- Buck Hill Location within British Columbia
- Interactive map of Buck Hill

Highest point
- Elevation: 1,585 m (5,200 ft)
- Listing: Volcanoes of Canada
- Coordinates: 51°47′56″N 119°58′52″W﻿ / ﻿51.79889°N 119.98111°W

Geography
- Country: Canada
- Province: British Columbia
- District: Kamloops Division Yale Land District
- Parent range: Shuswap Highland
- Topo map: NTS 82M/13

Geology
- Rock age: Pleistocene
- Mountain type: Cinder cone
- Volcanic field: Wells Gray-Clearwater volcanic field
- Last eruption: 10,000 years ago

= Buck Hill (British Columbia) =

Buck Hill is a hill in east-central British Columbia, Canada, located 17 km north of Clearwater. It rises from the west slope of Trophy Mountain. Buck Hill is just outside the boundary of Wells Gray Provincial Park.

==Geology==
Buck Hill is a cinder cone in the Wells Gray-Clearwater volcanic field. It last erupted about 10,000 years ago during the last glaciation of the Clearwater Valley.
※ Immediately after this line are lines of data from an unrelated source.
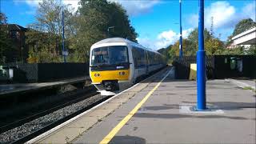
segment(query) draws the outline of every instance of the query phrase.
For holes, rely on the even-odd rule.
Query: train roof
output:
[[[151,49],[146,48],[146,47],[144,47],[143,46],[142,46],[142,45],[140,45],[138,43],[134,42],[132,41],[130,41],[128,39],[122,38],[110,38],[102,39],[102,40],[94,43],[93,46],[100,45],[100,44],[103,44],[103,43],[109,43],[109,42],[126,42],[126,43],[129,43],[130,45],[137,46],[139,46],[140,48],[142,48],[142,49],[145,49],[145,50],[150,50],[150,51],[153,51],[154,53],[158,53],[158,54],[161,54],[158,51],[153,50]]]

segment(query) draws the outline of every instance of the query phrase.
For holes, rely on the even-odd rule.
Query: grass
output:
[[[254,92],[256,92],[256,90],[250,86],[245,86],[242,88],[242,90],[253,90]]]

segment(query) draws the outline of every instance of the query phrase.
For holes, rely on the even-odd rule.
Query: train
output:
[[[160,53],[122,38],[103,39],[90,47],[90,77],[102,95],[114,95],[166,66]]]

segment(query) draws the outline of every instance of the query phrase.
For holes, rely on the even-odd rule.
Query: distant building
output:
[[[8,30],[10,38],[18,54],[16,61],[26,62],[28,58],[28,46],[26,45],[25,33],[27,29],[17,24],[8,24]]]
[[[228,48],[234,48],[236,46],[244,46],[249,47],[250,45],[256,45],[256,27],[247,30],[232,38],[231,46]]]

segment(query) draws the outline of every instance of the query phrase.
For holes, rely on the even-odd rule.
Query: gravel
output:
[[[45,127],[46,126],[52,122],[64,118],[106,98],[106,96],[102,96],[100,94],[92,96],[83,101],[66,106],[51,114],[49,114],[43,117],[40,117],[30,122],[25,123],[22,126],[2,133],[0,134],[0,143],[5,144],[13,142],[39,129]]]

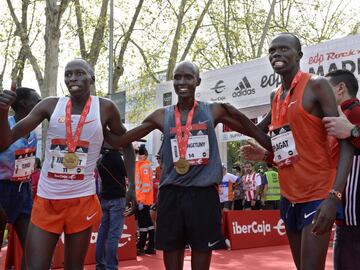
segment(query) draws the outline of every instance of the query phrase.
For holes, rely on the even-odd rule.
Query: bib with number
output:
[[[279,167],[290,166],[299,158],[290,126],[286,125],[270,132],[274,150],[274,161]]]
[[[174,163],[180,159],[179,146],[176,138],[171,139],[171,152]],[[208,135],[190,136],[186,155],[186,160],[190,165],[207,164],[210,156],[209,138]]]
[[[48,177],[57,180],[84,180],[88,148],[89,142],[79,141],[75,150],[79,163],[75,168],[69,169],[63,164],[64,156],[68,153],[65,139],[53,139],[49,151]]]
[[[35,148],[24,148],[15,151],[15,166],[11,181],[28,180],[34,171]]]

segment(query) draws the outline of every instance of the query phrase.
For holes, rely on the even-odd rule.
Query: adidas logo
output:
[[[246,76],[244,76],[244,78],[242,78],[238,86],[235,88],[234,93],[232,93],[232,96],[241,97],[241,96],[247,96],[253,94],[255,94],[255,88],[251,87],[251,84],[249,83],[248,79],[246,78]]]

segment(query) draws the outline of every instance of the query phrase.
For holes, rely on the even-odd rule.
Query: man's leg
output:
[[[295,262],[296,268],[301,269],[301,231],[290,230],[286,225],[286,235],[289,240],[291,254]]]
[[[337,226],[334,244],[334,269],[356,270],[360,265],[360,227]]]
[[[106,269],[118,269],[118,243],[124,227],[125,198],[111,200]]]
[[[107,209],[107,200],[101,200],[101,208],[103,212],[103,216],[101,219],[101,224],[98,231],[98,237],[96,240],[96,269],[97,270],[105,270],[106,269],[106,241],[108,239],[109,234],[109,210]]]
[[[6,228],[6,213],[0,204],[0,250],[4,241],[5,228]]]
[[[86,252],[90,244],[91,229],[65,234],[64,270],[82,270]]]
[[[30,223],[25,245],[27,270],[50,269],[59,234],[50,233]]]
[[[311,229],[312,224],[309,224],[302,231],[301,269],[324,269],[331,231],[314,235]]]
[[[192,270],[209,270],[211,263],[212,251],[192,251],[191,252],[191,269]]]
[[[27,234],[27,230],[29,227],[29,222],[30,222],[30,217],[26,216],[26,215],[20,215],[15,223],[14,223],[14,229],[15,232],[17,234],[17,236],[19,237],[20,240],[20,244],[22,247],[22,250],[25,250],[25,240],[26,240],[26,234]],[[22,256],[22,260],[21,260],[21,269],[25,270],[25,256]]]
[[[182,270],[184,266],[185,249],[173,251],[164,250],[164,265],[166,270]],[[192,262],[191,262],[192,264]]]

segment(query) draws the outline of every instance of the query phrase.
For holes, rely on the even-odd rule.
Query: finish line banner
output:
[[[225,222],[231,249],[286,245],[279,210],[227,211]]]
[[[325,75],[348,69],[360,80],[360,35],[326,41],[303,48],[301,69]],[[200,74],[202,81],[196,98],[207,102],[227,102],[238,109],[270,103],[270,93],[280,85],[267,56]],[[359,95],[360,96],[360,93]],[[156,90],[157,107],[176,104],[172,81],[160,83]],[[252,115],[251,117],[260,116]]]

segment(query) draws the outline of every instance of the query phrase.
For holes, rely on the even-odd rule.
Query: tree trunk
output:
[[[177,61],[177,56],[179,52],[179,40],[181,37],[181,26],[185,16],[185,5],[187,0],[181,0],[179,7],[179,14],[177,15],[177,25],[175,30],[175,35],[173,39],[173,44],[170,51],[168,66],[166,70],[166,80],[170,81],[172,79],[174,68]]]
[[[113,89],[112,89],[111,93],[115,93],[115,89],[117,88],[120,77],[124,73],[124,66],[123,66],[124,65],[124,54],[125,54],[127,45],[129,44],[131,34],[134,31],[135,23],[139,17],[143,3],[144,3],[144,0],[139,0],[139,3],[135,10],[135,14],[131,20],[129,29],[126,31],[126,33],[124,35],[124,41],[121,44],[120,52],[119,52],[119,55],[118,55],[118,58],[117,58],[117,61],[115,64],[115,68],[114,68]]]
[[[189,41],[188,41],[188,43],[187,43],[187,45],[186,45],[186,48],[185,48],[185,50],[184,50],[184,52],[183,52],[183,54],[182,54],[182,56],[181,56],[181,58],[180,58],[180,61],[184,61],[185,58],[186,58],[186,56],[187,56],[187,54],[189,53],[190,48],[191,48],[191,45],[193,44],[193,42],[194,42],[194,40],[195,40],[196,34],[197,34],[197,32],[198,32],[198,30],[199,30],[199,28],[200,28],[200,26],[201,26],[201,23],[202,23],[202,21],[203,21],[203,19],[204,19],[204,17],[205,17],[205,14],[206,14],[207,11],[209,10],[209,7],[210,7],[212,1],[213,1],[213,0],[207,1],[206,5],[205,5],[205,7],[204,7],[204,9],[203,9],[203,11],[201,12],[200,17],[197,19],[196,25],[195,25],[195,27],[194,27],[194,30],[193,30],[193,32],[191,33],[190,39],[189,39]]]
[[[266,18],[266,22],[265,22],[262,34],[261,34],[261,38],[260,38],[259,47],[258,47],[258,50],[257,50],[257,53],[256,53],[256,57],[261,56],[262,49],[264,47],[265,38],[266,38],[266,35],[268,33],[268,30],[269,30],[271,17],[274,14],[275,4],[276,4],[276,0],[272,0],[270,10],[269,10],[268,16]]]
A slurry of lava debris and water flowed away from the cone and hardened in Second and Third Canyons further down Trophy Mountain. After the eruption stopped, a glacier smoothed the sides of Buck Hill. Several craters can be found on the west side.

==Access==
Buck Hill is one of the most accessible volcanoes in the Wells Gray Park area because one can drive to its base. Access is via Trophy Mountain Road off Clearwater Valley Road (also called Wells Gray Park Road), then some old logging and mining roads to some pits where recent mining for decorative lava rock has occurred. It is not safe to climb Buck Hill as the pine bark beetle attack of 2005-2007 has left hundreds of dead trees that can fall even in a gentle wind.

==History==
Buck Hill was named in the 1960s by Clearwater sheep rancher and guide, Ida DeKelver, for the numerous deer in the region. Emil and Ida DeKelver arrived in the Clearwater Valley in 1959 and settled on an 80-acre farm beside Candle Creek. At first, the DeKelvers raised dairy cattle. In 1962, they purchased a Trophy Mountain grazing lease and 100 ewes and rams from the Ronacher brothers. They soon expanded the herd to 300 and were very successful with the lush Trophy meadows. Their trail to the alpine followed Third Canyon Creek and passed just south of Buck Hill. Each spring and fall, it took three days to move their herd between the farm and the meadows. In 1969, mounting government pressure against grazing lease-holders persuaded the DeKelvers to switch to guiding and trail-riding on Trophy Mountain. They built a new trail up Spahats Creek which was much shorter than the Third Canyon route, although strenuous compared to today's stroll to the meadows. When logging started on Trophy Mountain in 1979 and roads were built almost to treeline, the DeKelvers' business was ruined and they retired to their Candle Creek farm. Ida DeKelver became the unofficial historian of the Clearwater Valley and created the Yellowhead Museum (now closed). She died at age 93 in 2017. Ida Falls near Buck Hill has been named in her memory and DeKelver Summit on Trophy Mountain commemorates Ida and Emil.